Brenda Shafer
Central to President Biden’s agenda is a government-led effort to dramatically reduce fossil fuel production and consumption. One of Biden's key policies to achieve this goal is to end public financing of fossil fuel programs. The policy has attracted little public attention or scrutiny because it has had little impact on Americans. The policy primarily affects the global poor, particularly those in Africa, who lose the funds to develop electricity capabilities. While ending public financing of fossil fuels provides a feel-good moment for the Biden administration and ruling elites in other rich countries, it hurts the world's poorest people, has no impact on climate change, and sets the stage for China to increase its presence in Africa Geopolitical influence in and elsewhere creates opportunities. Removing these restrictions on fossil fuel public finances should be top of the list of the incoming Trump administration.
Developing countries have difficulty attracting commercial investment in the domestic energy sector, particularly in electricity supply. Rich countries that pay high electricity prices can rely on private markets to develop electricity capacity, while developing countries rely on loans and grants from public financial institutions such as the World Bank and regional development banks, as well as foreign aid, to develop electricity for their people.
In 2021, the United States joined the G7 in ending financing and loans for fossil fuel-based energy projects, leaving developing countries with few financing options for power development, which is key to economic growth and poverty reduction. As part of Washington's climate policy, the U.S. Treasury Department announced guidelines for multilateral development banks in August 2021, stating that “the United States will promote an end to international financing of carbon-intensive fossil fuel energy.” The United States has the highest influence among multilateral banks, and as a major donor, the World Bank often adopts U.S.-led policies. In 2019, the World Bank stopped financing fossil fuel production. In December 2021, G7 members officially ended public finance for fossil fuel projects, including natural gas. At the UK-hosted COP26 conference in Glasgow, signatories announced: “We will end new direct public support for the international fossil fuel energy industry within one year of signing this statement.
The Biden administration and G7 countries believe that by cutting funding for fossil fuels, they can force developing countries to build renewable projects instead of electricity based on fossil fuels. However, most countries rejected the proposal. Their energy professionals know better than bureaucrats in Washington or Brussels that today's renewable energy sources cannot provide the stable and affordable power to lift their public out of poverty. Additionally, wind and solar require baseload electricity from fossil fuels to provide constant power. Therefore, even renewable energy projects require fossil fuel funding.
Less access to fossil fuels does not mean less pollution and emissions. In fact, a lack of stable and affordable fossil fuel electricity could lead to increased pollution, emissions and threats to public health. Humans need energy for basic functions such as heating, cooking and purifying water. Without energy, humans would burn dung, lump coal, wood and other biomass. This creates greater pollution, carbon emissions and health threats than generating electricity from fossil fuels, especially natural gas.

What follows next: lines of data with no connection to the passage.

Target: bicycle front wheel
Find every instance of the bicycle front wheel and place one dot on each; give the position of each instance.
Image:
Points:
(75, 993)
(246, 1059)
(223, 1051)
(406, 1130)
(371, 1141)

The suspension of public finances in Western countries has several geopolitical implications. First, China can gain geopolitical influence through its role as a major funder of energy projects in developing countries. Second, the West's withdrawal from the financing of fossil fuel programs could lead to antagonism in developing countries against the West, which is indifferent to the pain caused by energy poverty. Third, the lack of reliable electricity in developing countries has led to increased instability in many affected regions around the world. Fourth, ending public financing of fossil fuels could slow the expansion of electricity supplies in developing countries. In 2022, global electricity supply fell for the first time in nearly a century and remained close to flat in 2023. Today, one in 10 people worldwide does not have access to regular electricity.
The new government should overturn the ban and encourage the G7 to do the same. The new administration should clarify to the World Bank its support for financing natural gas and other fossil fuel projects that would benefit the world's poor. Fortunately, Trump’s nominee for energy secretary, Chris Wright, is passionate about bringing energy to the world’s poor and has been working philanthropically to make clean cooking possible for years.
Reversing this and many other Biden-era energy policies won’t be easy. While some energy policies can be rolled back through congressional legislation and executive orders, public finance bans on fossil fuels are adopted by multilateral frameworks including international institutions such as the G7 and the World Bank. The Trump administration will encounter resistance as it attempts to change policy. It is important to clarify broadly that these policies harm the world's poor and need to be reversed. Washington should consider defunding the institutions it funds that deny electricity funding to the world’s poor.
Professor Brenda Schaeffer is a faculty member at the U.S. Naval Postgraduate School, a senior advisor for energy at the Foundation for Defense of Democracies, and a senior fellow at the Atlantic Council's Global Energy Center.